We know not to raise our voices, not to be sarcastic, not to talk over the other person, not to interrupt, and not to leave the room as a means of escaping or trying to gain control by getting the upper hand.  We know to say “I feel and I think” instead of “you are or you did”.  And we always know to never say “you never” or “you always”.

Another thing we decided back when we were just dating was that we would become like those old couples we see sometimes that are still in love.  Not just still married, but still in love.  Being affectionate throughout the day is of upmost importance for us to become one of those old, sweet married couples.

“Just you wait, that’ll all change…” That is what I am told from the Nay Sayers.  The ones who say that I’ll stop randomly buying flowers for my wife once we are “out of the honeymoon stage”.  The ones who say that my wife and I will stop being affectionate once the kids come.  Once “life happens”.
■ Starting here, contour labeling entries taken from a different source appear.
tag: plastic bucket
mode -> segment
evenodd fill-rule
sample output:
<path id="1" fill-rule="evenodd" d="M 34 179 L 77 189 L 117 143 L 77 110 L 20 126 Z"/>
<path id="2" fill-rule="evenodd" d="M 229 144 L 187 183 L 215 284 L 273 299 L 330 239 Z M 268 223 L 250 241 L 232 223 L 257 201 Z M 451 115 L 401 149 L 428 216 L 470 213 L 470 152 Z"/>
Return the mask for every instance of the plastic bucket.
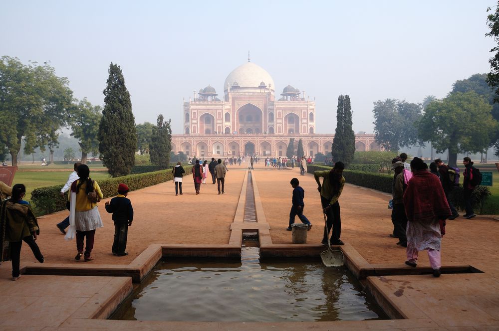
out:
<path id="1" fill-rule="evenodd" d="M 306 244 L 308 225 L 302 223 L 293 223 L 291 225 L 291 235 L 293 244 Z"/>

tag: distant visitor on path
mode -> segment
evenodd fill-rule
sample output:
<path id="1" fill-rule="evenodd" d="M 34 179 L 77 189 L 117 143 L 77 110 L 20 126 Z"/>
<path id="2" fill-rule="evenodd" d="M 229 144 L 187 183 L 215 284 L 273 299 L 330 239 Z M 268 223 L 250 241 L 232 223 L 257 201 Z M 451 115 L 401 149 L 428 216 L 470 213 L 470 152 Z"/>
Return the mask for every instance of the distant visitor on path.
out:
<path id="1" fill-rule="evenodd" d="M 78 169 L 78 167 L 81 164 L 79 162 L 77 162 L 74 164 L 74 165 L 73 166 L 73 172 L 69 174 L 69 176 L 67 178 L 67 181 L 66 182 L 64 185 L 62 186 L 62 188 L 61 188 L 61 191 L 59 193 L 61 197 L 63 197 L 64 194 L 69 190 L 69 188 L 71 187 L 71 184 L 73 183 L 73 182 L 78 179 L 78 172 L 76 172 L 76 169 Z M 57 228 L 59 229 L 59 231 L 60 231 L 62 234 L 66 234 L 65 229 L 69 226 L 69 215 L 68 215 L 67 217 L 64 218 L 62 222 L 57 225 Z"/>
<path id="2" fill-rule="evenodd" d="M 304 160 L 304 158 L 302 160 Z M 333 228 L 333 233 L 331 236 L 331 244 L 344 244 L 340 239 L 341 235 L 341 217 L 340 215 L 340 204 L 338 202 L 345 186 L 345 178 L 343 176 L 344 168 L 343 163 L 338 161 L 334 164 L 334 166 L 331 170 L 316 171 L 313 173 L 315 181 L 319 185 L 317 189 L 320 192 L 322 211 L 327 217 L 326 222 L 327 226 L 324 227 L 323 245 L 327 245 L 327 238 L 331 228 Z M 320 177 L 324 177 L 322 185 L 319 180 Z"/>
<path id="3" fill-rule="evenodd" d="M 74 259 L 79 261 L 83 256 L 85 262 L 91 261 L 92 250 L 95 238 L 95 230 L 104 226 L 97 203 L 104 197 L 99 184 L 90 177 L 90 169 L 86 165 L 78 167 L 79 179 L 71 185 L 68 195 L 70 203 L 75 204 L 74 225 L 76 230 L 76 249 Z M 73 194 L 73 193 L 74 193 Z M 72 200 L 74 195 L 76 201 Z M 83 240 L 86 237 L 86 246 L 83 252 Z"/>
<path id="4" fill-rule="evenodd" d="M 21 246 L 24 241 L 40 263 L 43 256 L 35 241 L 40 229 L 29 203 L 22 199 L 26 187 L 16 184 L 12 188 L 12 198 L 4 201 L 0 206 L 0 257 L 1 261 L 12 260 L 12 280 L 19 277 Z"/>
<path id="5" fill-rule="evenodd" d="M 438 177 L 427 169 L 419 158 L 411 162 L 414 175 L 404 193 L 404 206 L 407 216 L 407 260 L 416 267 L 419 251 L 427 250 L 433 276 L 440 277 L 440 244 L 442 235 L 439 220 L 452 214 Z"/>
<path id="6" fill-rule="evenodd" d="M 173 181 L 175 183 L 175 195 L 179 195 L 179 190 L 180 195 L 182 195 L 184 194 L 182 193 L 182 177 L 185 173 L 186 170 L 184 169 L 180 161 L 173 167 L 172 172 L 173 173 Z"/>
<path id="7" fill-rule="evenodd" d="M 128 186 L 125 184 L 118 185 L 118 195 L 106 201 L 106 211 L 113 214 L 114 222 L 114 241 L 111 249 L 113 255 L 125 256 L 128 255 L 126 252 L 126 240 L 128 235 L 128 227 L 132 226 L 133 221 L 133 208 L 130 199 L 127 198 Z"/>
<path id="8" fill-rule="evenodd" d="M 290 182 L 291 187 L 293 189 L 293 197 L 291 198 L 291 211 L 289 212 L 289 225 L 287 228 L 287 231 L 292 230 L 291 226 L 294 223 L 295 217 L 297 215 L 298 218 L 300 219 L 301 222 L 308 225 L 308 231 L 312 228 L 312 224 L 310 224 L 308 219 L 303 215 L 303 208 L 305 204 L 303 203 L 303 198 L 305 197 L 305 190 L 300 186 L 300 182 L 297 178 L 293 178 Z"/>
<path id="9" fill-rule="evenodd" d="M 203 180 L 203 167 L 199 164 L 199 160 L 196 160 L 196 164 L 192 167 L 192 177 L 194 179 L 194 188 L 196 194 L 199 194 L 199 189 L 201 187 Z"/>
<path id="10" fill-rule="evenodd" d="M 217 184 L 218 186 L 219 194 L 225 193 L 225 175 L 227 173 L 227 167 L 222 164 L 222 159 L 217 161 L 218 164 L 215 167 L 215 173 L 217 175 Z M 220 184 L 222 184 L 222 190 L 220 190 Z"/>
I’m sorry that those people have settled for the Everybody Loves Raymond standard in their marriage.  I guess it works for them.  But I see it as a set-up for potential failure.

A couple years ago I heard my pastor say something I’ve never heard before.  In the countless couples he has counseled where one of the spouses cheated on the other in the marriage, he said that it’s almost never over sex, though sex is what makes it official.  Instead, it was about companionship.  Friendship.

The cheating spouse was not getting something from their marriage partner, so they found someone who would give them what they craved.

Often it’s attention.  Often it’s someone who will not make them feel judged.  Often it’s positive reinforcement.  Simply put, it’s someone who lets them know everyday they are special.

A healthy marriage means that the husband and wife never stop dating.  It means the honeymoon isn’t over, despite the year of the wedding.  It means that the wedding was the beginning, not the end, of true romance.